27S'il est de mauvais ton de parler comme un provincial, il ne l'est pas moins de parler comme la plèbe, et, à partir de 1600, on ne voit plus que la rime admette les négligences du langage populaire, tout au moins dans le style soutenu. Pour prendre un exemple, il est attesté que les terminaisons en -ir et en -eur laissaient tomber leur r dans la conversation courante. Cependant nous ne constatons pas que des associations comme béni : finir, ou jeu : mangeur, aient envahi la poésie. On s'entendit en effet pour séparer soigneusement la parole ordinaire, simple et sans emphase, du discours solennel auquel le vers était assimilé. Selon l'opinion de Ménage, on ne doit pas prononcer menteux et flateux, car « il n'y a que les païsans à parler de la sorte »; il recommande de toujours faire sonner l'r dans le style soutenu et à la fin des vers. Hindret, Regnier et Richelet pensent comme lui16. Le classicisme établit donc une différence très nette entre la phonétique de la poésie et la phonétique usuelle; ou, si l'on aime mieux, il impose à la poésie un mode d'articulation essentiellement conservateur, conforme à un bon usage dont il est de la nature même de varier le moins possible. Le mot n'a donc qu'une prononciation correcte, à laquelle doivent se conformer les gens qui parlent bien, et selon laquelle on doit rimer.
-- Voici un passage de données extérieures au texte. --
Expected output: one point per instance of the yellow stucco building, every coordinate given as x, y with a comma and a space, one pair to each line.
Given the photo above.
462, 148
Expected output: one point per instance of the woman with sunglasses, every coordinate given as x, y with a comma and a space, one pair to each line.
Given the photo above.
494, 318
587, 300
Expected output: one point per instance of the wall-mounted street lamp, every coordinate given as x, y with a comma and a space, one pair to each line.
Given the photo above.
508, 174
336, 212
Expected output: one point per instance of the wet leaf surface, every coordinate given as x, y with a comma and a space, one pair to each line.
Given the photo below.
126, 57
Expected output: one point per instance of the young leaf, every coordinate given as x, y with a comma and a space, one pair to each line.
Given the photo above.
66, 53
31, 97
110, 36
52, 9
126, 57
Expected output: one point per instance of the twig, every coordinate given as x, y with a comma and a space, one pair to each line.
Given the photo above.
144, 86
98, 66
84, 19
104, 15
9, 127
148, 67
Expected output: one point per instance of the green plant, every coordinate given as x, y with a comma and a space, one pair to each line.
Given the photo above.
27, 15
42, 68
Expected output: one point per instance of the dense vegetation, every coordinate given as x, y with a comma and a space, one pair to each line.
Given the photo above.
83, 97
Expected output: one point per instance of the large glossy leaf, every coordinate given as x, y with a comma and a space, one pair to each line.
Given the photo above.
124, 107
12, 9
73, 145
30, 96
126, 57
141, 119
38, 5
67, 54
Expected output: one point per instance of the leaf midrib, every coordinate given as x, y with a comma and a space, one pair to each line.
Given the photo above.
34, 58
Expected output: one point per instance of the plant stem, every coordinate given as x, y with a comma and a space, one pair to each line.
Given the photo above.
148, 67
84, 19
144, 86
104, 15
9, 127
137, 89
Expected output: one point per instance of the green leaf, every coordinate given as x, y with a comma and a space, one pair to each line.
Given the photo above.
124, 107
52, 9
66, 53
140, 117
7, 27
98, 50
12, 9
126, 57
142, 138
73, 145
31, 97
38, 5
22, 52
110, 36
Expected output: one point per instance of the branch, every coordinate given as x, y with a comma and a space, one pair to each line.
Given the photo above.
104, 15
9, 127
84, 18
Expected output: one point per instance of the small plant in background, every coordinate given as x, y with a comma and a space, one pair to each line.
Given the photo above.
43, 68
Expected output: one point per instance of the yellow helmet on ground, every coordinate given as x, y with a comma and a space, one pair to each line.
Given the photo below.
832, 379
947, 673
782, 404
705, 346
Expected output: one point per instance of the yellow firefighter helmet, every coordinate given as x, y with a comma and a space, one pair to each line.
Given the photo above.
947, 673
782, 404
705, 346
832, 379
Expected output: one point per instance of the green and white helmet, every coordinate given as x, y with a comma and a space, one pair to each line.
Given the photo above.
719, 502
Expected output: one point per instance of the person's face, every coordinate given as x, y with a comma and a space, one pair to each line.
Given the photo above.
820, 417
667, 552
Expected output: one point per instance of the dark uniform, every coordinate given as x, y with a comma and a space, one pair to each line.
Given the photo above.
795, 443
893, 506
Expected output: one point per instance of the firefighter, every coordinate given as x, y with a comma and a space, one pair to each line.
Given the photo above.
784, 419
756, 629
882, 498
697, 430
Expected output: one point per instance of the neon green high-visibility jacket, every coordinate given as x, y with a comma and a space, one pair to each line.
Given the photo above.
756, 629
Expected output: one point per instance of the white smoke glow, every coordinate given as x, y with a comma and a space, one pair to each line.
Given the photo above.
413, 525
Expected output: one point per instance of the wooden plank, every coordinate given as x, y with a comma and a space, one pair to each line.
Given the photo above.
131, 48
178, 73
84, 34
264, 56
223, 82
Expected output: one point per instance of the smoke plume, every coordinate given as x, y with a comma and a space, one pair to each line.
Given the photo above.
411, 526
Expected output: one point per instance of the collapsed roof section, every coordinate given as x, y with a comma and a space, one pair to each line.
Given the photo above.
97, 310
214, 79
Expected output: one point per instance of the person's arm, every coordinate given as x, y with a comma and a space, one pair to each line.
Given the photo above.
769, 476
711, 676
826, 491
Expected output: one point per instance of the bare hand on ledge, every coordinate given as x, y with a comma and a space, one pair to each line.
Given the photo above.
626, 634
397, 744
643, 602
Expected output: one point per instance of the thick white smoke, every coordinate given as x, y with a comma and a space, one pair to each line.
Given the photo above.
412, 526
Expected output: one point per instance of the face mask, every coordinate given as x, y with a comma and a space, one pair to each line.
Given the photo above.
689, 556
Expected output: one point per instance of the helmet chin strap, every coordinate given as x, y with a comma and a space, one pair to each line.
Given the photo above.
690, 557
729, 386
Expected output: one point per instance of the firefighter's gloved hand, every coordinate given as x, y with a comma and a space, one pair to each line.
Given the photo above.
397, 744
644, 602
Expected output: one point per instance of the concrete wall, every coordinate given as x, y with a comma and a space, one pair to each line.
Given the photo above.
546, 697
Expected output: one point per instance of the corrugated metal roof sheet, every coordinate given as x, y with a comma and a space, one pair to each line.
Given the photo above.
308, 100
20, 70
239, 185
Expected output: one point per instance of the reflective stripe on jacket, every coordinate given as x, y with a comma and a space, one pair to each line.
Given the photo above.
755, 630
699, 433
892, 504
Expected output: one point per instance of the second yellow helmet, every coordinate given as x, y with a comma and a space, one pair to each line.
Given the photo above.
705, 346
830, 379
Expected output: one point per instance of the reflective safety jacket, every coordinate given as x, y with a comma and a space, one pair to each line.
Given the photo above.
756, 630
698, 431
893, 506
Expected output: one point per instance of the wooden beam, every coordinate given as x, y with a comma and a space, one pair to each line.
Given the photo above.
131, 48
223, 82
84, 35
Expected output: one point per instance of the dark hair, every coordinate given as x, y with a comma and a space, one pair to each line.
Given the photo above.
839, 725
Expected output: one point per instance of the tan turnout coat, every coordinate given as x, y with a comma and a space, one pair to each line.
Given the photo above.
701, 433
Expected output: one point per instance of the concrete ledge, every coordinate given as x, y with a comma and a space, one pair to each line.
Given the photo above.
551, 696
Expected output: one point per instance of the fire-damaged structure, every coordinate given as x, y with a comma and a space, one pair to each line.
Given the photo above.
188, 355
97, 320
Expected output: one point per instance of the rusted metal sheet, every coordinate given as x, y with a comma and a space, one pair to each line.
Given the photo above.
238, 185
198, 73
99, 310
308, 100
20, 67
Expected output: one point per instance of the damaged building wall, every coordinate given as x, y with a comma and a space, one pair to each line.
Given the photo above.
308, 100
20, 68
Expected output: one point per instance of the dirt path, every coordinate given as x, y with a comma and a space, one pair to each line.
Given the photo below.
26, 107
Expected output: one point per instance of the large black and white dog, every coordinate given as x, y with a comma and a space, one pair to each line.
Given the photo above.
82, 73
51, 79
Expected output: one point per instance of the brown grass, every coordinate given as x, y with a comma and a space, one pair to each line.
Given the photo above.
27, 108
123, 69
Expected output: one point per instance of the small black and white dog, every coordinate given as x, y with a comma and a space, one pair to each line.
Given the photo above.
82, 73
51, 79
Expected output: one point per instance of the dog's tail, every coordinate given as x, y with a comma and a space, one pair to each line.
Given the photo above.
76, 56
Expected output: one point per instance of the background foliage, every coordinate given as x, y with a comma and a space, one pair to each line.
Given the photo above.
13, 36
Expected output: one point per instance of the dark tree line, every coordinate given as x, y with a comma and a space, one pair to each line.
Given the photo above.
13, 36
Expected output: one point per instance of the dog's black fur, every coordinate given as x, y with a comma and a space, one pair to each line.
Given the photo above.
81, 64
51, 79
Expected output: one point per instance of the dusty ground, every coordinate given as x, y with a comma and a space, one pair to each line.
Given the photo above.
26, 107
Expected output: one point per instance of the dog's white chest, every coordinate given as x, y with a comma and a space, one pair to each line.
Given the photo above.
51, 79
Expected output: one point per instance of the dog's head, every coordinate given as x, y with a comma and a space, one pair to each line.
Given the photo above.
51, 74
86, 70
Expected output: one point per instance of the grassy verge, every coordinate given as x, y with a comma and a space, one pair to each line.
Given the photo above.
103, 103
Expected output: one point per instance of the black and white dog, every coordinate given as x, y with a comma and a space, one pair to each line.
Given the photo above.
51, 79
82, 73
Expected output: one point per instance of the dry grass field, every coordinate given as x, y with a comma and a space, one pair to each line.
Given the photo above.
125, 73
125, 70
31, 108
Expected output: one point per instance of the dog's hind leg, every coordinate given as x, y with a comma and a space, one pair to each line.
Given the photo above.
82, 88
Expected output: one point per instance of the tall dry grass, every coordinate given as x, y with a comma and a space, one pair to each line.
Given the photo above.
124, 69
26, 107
Le temps est passé où le poète commandait celle dont il avait besoin, où Tabourot et Lanoue admettaient une articulation variable, où feuille pouvait s'accorder soit en œ avec veuille, soit en e avec sommeille, ou Du Gardin conseillait d'écorcher les finales quand il s'agissait de termes rares qui trouvaient difficilement la correspondance de sont dont ils avaient besoin.
28Parallèlement le xviie siècle entreprit de fixer l'orthographe française. Les libertés dont ne se privaient pas les écrivains de la Renaissance, et auxquelles ils trouvaient un grand avantage, menaçaient d'embrouiller bien des choses. Il en résultait un désordre que des esprits amis de la règle ne pouvaient tolérer. Le classicisme obéit donc à ses instincts de discipline en essayant de donner aux mots une physionomie durable que personne ne pourrait modifier. Cependant ni Deimier ni Malherbe ne s'en sont préoccupés, sauf sur quelques points de détail, car en cette matière ils n'avaient pas de système. Mais d'autres après eux ont pris la question en mains, le P. Mouet par exemple, et P. Corneille. Pendant longtemps ce ne fut qu'une lutte assez confuse, où chacun tentait de faire triompher ses idées. Peu à peu, au cours des années, certaines habitudes de graphie l'emportèrent, jusqu'au moment où l'Académie, par une décision du 8 mai 1673, résolut de formuler une orthographe officielle que la première édition de son Dictionnaire enregistra en 1694. Il va sans dire qu'elle s'arrêta à des solutions bâtardes, en cédant tantôt au phonétisme, tantôt au principe de la conservation des lettres étymologiques. Mais, dans l'ensemble, tout le monde s'entendit pour reconnaître qu'un mot ne pouvait être défiguré arbitrairement, en vue de l'usage qu'on voulait faire de lui.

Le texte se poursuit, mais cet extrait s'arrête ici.